White spot is caused by a commonly occuring parasite, that infects fish with compromised immune systems, often caused by stress. The first symptoms of the disease usually apparent to the aquariest, are small white spots (cysts, about the size of a grain of sand) appearing on the fins of the fish. If left untreated these cysts may multiply and often even forming patches all over the fish. The infected fish may try to “scratch” these cysts by rubbing itself against either the substrate or other objects in the tank. Other symptoms that appear are; Shuddering or twitching, hyperactivity, Increased breathing rate, increased mucus production, faded colors, staying near the surface or in areas of high water flow, lack of appetite, hiding, dehydration and rapid weight loss.

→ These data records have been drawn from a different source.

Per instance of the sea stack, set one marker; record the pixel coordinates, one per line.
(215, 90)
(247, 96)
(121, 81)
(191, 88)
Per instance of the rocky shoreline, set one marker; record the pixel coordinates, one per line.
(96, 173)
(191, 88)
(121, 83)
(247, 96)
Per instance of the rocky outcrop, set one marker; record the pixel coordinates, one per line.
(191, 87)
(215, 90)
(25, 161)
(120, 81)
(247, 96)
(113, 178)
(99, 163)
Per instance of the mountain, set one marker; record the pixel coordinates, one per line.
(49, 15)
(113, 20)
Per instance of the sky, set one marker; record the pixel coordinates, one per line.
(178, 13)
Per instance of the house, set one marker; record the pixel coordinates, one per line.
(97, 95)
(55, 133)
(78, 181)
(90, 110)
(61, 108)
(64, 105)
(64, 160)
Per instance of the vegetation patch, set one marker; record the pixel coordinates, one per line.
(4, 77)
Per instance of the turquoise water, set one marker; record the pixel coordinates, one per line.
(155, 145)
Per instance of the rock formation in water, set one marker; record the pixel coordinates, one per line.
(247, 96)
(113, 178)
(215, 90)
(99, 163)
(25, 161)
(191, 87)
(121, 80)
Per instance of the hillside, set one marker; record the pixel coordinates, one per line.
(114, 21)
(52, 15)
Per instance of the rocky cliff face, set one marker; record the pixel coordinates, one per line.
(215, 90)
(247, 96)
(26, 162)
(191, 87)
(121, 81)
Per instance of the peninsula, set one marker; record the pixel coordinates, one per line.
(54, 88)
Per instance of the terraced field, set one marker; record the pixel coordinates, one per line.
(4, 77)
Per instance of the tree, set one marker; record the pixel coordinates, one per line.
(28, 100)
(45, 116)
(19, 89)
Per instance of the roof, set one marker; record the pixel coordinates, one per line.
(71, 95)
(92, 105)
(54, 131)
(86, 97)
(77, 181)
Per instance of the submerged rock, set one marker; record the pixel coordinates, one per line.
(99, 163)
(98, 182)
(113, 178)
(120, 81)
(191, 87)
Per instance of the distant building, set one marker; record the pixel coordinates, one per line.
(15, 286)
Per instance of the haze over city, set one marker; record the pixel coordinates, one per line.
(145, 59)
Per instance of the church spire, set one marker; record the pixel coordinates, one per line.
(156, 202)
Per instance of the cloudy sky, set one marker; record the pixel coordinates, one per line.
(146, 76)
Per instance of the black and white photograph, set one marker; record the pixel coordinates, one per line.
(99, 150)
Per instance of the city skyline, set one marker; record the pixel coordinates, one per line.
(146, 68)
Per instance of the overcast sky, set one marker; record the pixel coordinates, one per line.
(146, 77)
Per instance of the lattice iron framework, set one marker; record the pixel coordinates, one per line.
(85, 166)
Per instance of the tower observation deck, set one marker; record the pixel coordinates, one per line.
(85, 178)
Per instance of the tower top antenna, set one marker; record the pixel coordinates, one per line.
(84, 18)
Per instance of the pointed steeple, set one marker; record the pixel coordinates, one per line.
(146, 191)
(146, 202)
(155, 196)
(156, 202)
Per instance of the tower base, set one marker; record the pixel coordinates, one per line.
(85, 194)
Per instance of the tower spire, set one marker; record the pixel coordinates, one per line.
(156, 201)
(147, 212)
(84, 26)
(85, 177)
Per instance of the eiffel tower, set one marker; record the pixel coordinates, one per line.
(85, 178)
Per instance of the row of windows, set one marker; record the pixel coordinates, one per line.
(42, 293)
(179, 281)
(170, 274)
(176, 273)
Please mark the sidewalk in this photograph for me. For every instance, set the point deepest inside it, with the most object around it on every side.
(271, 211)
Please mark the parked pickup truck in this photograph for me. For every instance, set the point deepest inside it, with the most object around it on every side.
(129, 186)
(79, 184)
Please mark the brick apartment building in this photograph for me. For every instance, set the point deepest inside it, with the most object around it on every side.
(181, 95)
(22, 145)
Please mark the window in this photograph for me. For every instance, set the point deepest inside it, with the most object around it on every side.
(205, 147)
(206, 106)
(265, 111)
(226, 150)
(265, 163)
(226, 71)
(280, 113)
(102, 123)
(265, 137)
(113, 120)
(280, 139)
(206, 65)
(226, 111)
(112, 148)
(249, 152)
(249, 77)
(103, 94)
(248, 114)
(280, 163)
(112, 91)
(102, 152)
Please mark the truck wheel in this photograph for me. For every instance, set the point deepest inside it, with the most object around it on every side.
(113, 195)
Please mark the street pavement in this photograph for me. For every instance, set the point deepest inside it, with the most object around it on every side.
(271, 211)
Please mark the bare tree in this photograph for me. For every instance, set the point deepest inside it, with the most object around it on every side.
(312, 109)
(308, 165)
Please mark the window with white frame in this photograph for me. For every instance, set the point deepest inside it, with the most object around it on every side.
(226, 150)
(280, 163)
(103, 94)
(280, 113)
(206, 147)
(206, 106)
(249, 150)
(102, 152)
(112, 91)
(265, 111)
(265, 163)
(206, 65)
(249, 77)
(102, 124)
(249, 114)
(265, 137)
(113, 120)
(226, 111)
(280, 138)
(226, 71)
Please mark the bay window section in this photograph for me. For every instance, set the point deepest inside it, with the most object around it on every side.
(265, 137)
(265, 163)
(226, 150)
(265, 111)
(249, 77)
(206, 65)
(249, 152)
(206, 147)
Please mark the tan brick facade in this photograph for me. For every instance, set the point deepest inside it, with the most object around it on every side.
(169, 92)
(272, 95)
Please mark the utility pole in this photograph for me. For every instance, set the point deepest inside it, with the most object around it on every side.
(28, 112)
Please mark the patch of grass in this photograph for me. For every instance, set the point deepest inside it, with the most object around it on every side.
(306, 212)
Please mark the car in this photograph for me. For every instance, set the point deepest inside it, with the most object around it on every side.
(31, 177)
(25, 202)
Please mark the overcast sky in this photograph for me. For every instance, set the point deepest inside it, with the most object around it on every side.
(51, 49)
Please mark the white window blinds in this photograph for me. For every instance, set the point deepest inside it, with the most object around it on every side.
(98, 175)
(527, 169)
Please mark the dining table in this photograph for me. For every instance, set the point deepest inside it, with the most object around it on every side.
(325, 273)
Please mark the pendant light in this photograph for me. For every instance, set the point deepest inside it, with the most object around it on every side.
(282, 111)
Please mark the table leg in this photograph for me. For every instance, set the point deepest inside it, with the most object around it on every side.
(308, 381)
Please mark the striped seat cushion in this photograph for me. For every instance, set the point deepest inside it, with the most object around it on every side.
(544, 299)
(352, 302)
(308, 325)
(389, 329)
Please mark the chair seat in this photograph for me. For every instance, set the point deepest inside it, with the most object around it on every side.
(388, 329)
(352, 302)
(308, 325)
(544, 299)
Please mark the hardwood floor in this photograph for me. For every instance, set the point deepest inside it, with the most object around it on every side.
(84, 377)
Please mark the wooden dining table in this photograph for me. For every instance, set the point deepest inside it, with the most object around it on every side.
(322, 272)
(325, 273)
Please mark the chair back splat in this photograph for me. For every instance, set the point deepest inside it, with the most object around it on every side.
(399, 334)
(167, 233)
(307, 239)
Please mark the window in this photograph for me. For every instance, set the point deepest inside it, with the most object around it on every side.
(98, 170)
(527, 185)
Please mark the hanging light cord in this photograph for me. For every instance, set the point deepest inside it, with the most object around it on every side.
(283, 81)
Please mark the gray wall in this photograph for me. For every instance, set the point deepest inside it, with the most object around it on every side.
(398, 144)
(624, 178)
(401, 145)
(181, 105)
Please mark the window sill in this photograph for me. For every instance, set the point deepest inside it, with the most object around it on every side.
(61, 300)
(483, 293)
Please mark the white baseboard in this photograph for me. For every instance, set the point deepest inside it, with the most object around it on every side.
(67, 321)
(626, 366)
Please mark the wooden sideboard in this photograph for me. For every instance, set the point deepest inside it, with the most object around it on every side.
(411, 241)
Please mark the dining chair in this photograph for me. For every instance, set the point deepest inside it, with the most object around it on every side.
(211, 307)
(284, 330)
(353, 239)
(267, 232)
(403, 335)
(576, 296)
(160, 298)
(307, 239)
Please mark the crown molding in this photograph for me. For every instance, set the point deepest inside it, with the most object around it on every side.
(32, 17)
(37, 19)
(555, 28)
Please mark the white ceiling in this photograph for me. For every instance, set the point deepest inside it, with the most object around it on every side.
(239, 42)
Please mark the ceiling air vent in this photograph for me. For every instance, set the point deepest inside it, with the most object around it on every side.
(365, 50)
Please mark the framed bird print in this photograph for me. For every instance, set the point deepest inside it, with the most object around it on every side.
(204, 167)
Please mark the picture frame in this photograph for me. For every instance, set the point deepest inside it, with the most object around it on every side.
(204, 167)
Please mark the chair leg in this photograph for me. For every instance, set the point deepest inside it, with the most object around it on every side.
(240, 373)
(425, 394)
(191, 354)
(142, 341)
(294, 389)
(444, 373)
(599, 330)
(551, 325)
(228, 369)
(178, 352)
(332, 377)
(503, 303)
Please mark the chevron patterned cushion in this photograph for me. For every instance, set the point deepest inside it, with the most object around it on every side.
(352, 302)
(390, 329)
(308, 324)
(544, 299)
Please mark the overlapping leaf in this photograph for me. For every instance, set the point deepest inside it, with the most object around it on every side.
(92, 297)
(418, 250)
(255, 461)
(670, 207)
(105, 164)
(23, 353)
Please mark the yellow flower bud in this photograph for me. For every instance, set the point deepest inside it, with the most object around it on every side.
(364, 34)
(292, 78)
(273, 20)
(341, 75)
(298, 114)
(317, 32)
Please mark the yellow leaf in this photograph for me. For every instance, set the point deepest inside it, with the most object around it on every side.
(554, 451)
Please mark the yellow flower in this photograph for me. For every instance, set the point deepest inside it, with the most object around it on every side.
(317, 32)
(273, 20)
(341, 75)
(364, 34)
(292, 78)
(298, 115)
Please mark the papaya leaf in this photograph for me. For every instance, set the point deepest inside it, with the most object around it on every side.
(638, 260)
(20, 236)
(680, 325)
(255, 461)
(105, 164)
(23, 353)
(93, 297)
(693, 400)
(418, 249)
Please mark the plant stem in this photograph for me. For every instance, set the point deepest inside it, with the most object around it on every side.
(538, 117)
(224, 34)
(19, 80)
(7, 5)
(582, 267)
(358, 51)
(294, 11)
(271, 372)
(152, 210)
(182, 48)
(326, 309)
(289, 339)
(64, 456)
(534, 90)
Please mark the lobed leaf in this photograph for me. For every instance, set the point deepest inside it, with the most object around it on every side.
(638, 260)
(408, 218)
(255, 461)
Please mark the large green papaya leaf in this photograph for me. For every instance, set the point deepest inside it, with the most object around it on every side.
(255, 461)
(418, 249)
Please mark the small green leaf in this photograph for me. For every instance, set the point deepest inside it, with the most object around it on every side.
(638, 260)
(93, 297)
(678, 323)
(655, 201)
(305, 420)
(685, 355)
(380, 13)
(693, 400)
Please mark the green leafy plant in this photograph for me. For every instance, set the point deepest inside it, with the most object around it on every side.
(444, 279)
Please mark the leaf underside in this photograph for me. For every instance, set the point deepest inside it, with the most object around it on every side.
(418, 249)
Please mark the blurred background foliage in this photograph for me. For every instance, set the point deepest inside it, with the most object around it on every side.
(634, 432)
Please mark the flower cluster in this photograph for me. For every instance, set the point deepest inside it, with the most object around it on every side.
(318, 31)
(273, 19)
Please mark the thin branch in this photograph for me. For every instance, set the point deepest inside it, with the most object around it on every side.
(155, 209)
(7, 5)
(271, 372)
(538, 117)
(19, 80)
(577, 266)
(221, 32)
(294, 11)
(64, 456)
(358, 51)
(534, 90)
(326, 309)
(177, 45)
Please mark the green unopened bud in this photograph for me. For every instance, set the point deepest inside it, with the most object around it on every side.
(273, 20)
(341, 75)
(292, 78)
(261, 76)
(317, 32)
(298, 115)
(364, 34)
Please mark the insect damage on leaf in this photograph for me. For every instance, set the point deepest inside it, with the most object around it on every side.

The infection with white spot is usually associated with two things; the introduction of a new fish and or a compromised immune system usually caused by stress. Before introducing a new fish it is recommended to first place the fish in a bare bottomed quarantine tank, that is completely independent from your display tank. The bare bottom will allow you to easily spot, the cycts that have fallen from the fish. The quarintine tank also allows for easier treatment.
To reduce the stress in you fish, it is essential that you tank's parameters are stable, stable parameters that are slightly less than perfect are more important than parameters that may be perfect at some point in time, but fluctuate greatly.
Anecdotal evidence, suggests that adding garlic (not beetroot, lemon or African potatoes) to your fish's diet may help improve its immune system. Also ensuring that your fish if fed a well balaced diet will help its immune system.


Treatment can be divided into two categories; reef safe and not. Irrespective of which treatment you are using, it is advisable to use a quarantine tank, although this will not help if you whole tank is infected, in which case the whole tank can be treated.

Copper Treatment (not reef safe)
The most commonly used treatment method uses copper, which is not reef safe, to emphasize DO NOT USE COPPER TREATMENTS IN A REEF TANK. It is also important to remember that large doses of copper can be toxic to fish.
To treat the fish, place the fish in a quarantine tank, with a citrated copper concentration of 15ppm. Keep the fish in the system for 2 weeks, while maintaining the copper concentration. Remember to re-acclimatize you fish before adding it back to the display tank.

Malachite Green (reef safe)
The treatment using malachite green consists of three doses of malachite, one dose every second day. The dose size will depend on the size of the tank being dosed, but the ideal concentration of malachite green is per dose is 0.05 ppm.

Freshwater Dip
A five minute freshwater dip, may also help eradicate the white spot from the fish.

Commercial Medications
There are numerous medications that claim to treat white spot on the market. If such a medication is used it is best to follow the manufactures instruction.